If the government always had to observe ASA guidelines…

The ASA (Advertising Standards Authority) decision against the Department for Work and Pensions’ misleading advertising about Universal Credit is welcome, and requires amplifying by as many people in as many forums as possible.

The DWP published adverts in the Metro (a free paper available at railway stations) and on the Daily Mail‘s website that claimed:

  • People moved into work faster on universal credit (UC) than under the old system
  • Jobcentres will pay an urgent advance to people who need it
  • Rent can be paid directly to landlords under UC

The ASA looked into these claims and upheld complaints about all of them*. A government department, staffed by supposedly neutral civil servants serving more or less willingly Conservative party spads and ministers, spent taxpayer money to tell their target audience (commuters) things that are untrue about a policy that affects the most vulnerable and frequently poorest people in society. Put more bluntly, they spent public money lying to the public.

In my day job, I have the ASA and its guidelines in mind constantly. I copy-edit, word by word, to ensure the company I work for never misrepresents the products it sells. The pains we take to be transparent and honest are the reason I feel comfortable working there. If the government was forced to abide by ASA standards in the House, on TV and radio and during press conferences, rather than just when producing their squalid marketing trash, none of them would be able to say anything at all beyond “Good morning”.

This advertising material from the DWP – and it was advertising, and it was from DWP, not the Conservative party directly – was egregiously, deliberately untrue, and so very damaging for people who have genuine reason to fear for their futures. If you live with a disability or long-term illness, or even if you’ve only read about people dying of terminal illnesses after being declared fit for work and having been denied UC and had their incomes taken away, it’s mystifying how the Tories could attract any share of the vote at all when this is the depth to which they have sunk.

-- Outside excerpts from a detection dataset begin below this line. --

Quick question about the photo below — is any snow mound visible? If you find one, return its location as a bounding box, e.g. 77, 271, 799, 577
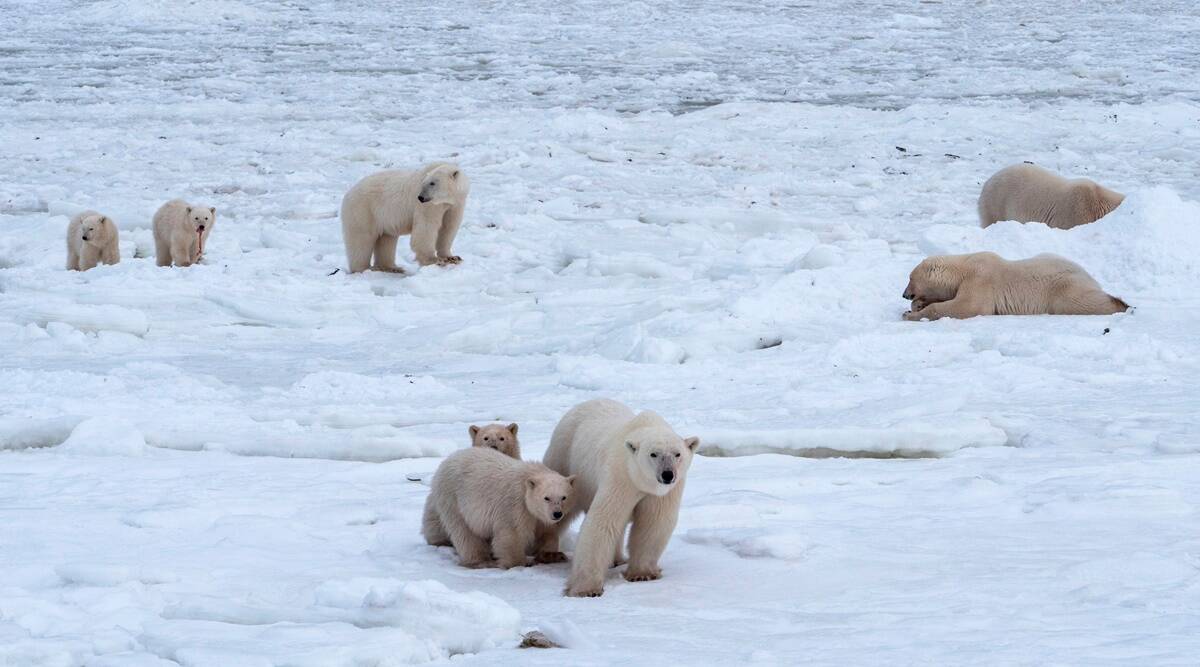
59, 417, 146, 456
700, 417, 1008, 458
919, 187, 1200, 293
144, 578, 521, 667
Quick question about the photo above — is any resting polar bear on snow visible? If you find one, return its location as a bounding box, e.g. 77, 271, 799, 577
979, 164, 1124, 229
67, 211, 121, 271
541, 398, 700, 597
342, 162, 470, 274
904, 252, 1129, 320
421, 447, 575, 569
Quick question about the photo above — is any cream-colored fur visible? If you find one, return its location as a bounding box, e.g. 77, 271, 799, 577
421, 447, 575, 569
342, 162, 470, 274
154, 199, 217, 266
541, 398, 700, 597
67, 211, 121, 271
979, 164, 1124, 229
904, 252, 1129, 320
467, 423, 521, 461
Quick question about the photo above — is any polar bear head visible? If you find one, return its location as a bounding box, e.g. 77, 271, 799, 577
416, 163, 470, 206
526, 470, 575, 523
184, 206, 217, 234
904, 254, 965, 312
79, 214, 116, 247
625, 413, 700, 495
467, 423, 521, 459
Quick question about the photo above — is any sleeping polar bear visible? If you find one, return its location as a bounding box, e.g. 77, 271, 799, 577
979, 163, 1124, 229
904, 252, 1129, 320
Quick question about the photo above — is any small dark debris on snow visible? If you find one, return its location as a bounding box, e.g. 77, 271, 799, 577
517, 630, 563, 649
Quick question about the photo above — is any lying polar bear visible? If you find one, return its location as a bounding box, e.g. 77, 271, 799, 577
904, 252, 1129, 320
979, 164, 1124, 229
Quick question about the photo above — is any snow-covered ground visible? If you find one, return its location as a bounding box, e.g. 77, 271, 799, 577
0, 0, 1200, 667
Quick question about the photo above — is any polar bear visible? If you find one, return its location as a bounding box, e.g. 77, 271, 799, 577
67, 211, 121, 271
904, 252, 1129, 320
979, 163, 1124, 229
467, 423, 521, 461
541, 398, 700, 597
421, 447, 575, 569
342, 162, 470, 274
154, 199, 217, 266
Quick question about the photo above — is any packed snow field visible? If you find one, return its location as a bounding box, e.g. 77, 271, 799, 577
0, 0, 1200, 667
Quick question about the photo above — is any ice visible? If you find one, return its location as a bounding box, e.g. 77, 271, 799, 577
0, 0, 1200, 667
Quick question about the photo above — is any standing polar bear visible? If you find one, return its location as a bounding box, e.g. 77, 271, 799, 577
979, 163, 1124, 229
67, 211, 121, 271
421, 447, 575, 569
342, 162, 470, 274
904, 252, 1129, 322
541, 398, 700, 597
154, 199, 217, 266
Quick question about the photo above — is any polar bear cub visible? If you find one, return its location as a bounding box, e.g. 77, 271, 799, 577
467, 423, 521, 461
342, 162, 470, 274
421, 447, 575, 569
541, 398, 700, 597
67, 211, 121, 271
154, 199, 217, 266
904, 252, 1129, 320
979, 163, 1124, 229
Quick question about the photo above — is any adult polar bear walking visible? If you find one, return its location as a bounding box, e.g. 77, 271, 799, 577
342, 162, 470, 274
540, 398, 700, 597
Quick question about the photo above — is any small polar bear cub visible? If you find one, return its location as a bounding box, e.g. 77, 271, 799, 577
467, 423, 521, 461
421, 447, 575, 569
979, 163, 1124, 229
540, 398, 700, 597
904, 252, 1129, 322
67, 211, 121, 271
154, 199, 217, 266
342, 162, 470, 274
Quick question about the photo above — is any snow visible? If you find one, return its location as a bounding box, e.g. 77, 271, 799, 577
0, 0, 1200, 666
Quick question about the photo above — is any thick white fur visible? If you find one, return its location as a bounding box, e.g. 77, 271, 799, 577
67, 211, 121, 271
342, 162, 470, 274
904, 252, 1129, 320
979, 164, 1124, 229
421, 447, 574, 569
154, 199, 217, 266
541, 398, 700, 597
467, 423, 521, 461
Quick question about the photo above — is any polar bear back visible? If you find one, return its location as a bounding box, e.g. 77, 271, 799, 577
542, 398, 635, 509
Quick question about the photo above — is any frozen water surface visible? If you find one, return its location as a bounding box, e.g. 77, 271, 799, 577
0, 0, 1200, 666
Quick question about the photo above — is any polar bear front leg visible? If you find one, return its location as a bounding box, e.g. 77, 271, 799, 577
409, 206, 445, 266
625, 482, 683, 582
438, 206, 463, 264
566, 487, 640, 597
492, 525, 534, 570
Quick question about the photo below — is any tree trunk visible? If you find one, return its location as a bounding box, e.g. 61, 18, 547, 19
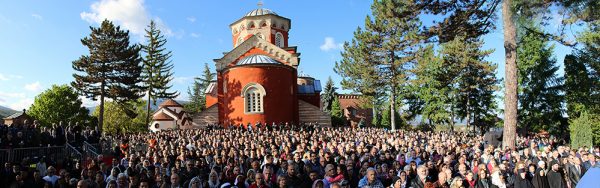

There is a word for knowingly telling untruths about the most vulnerable people in society. That word is evil. We must punish them for it the only way we can: at the polls.

 

*The complaints were:

  • “People move into work faster on Universal Credit than they did on the old system” – no actual evidence to support this could be found. Complaint upheld
  • “Jobcentres will pay an urgent advance to people who need it” – “urgent”, if within five weeks can be considered urgent. Upheld
  • “Your Jobcentre can pay rent directly to landlords” – misleading, because it only applies to a small number of claimants. Upheld

A complaint that the adverts were not clearly identified as adverts was partially upheld. There was a disclaimer, but in very small type.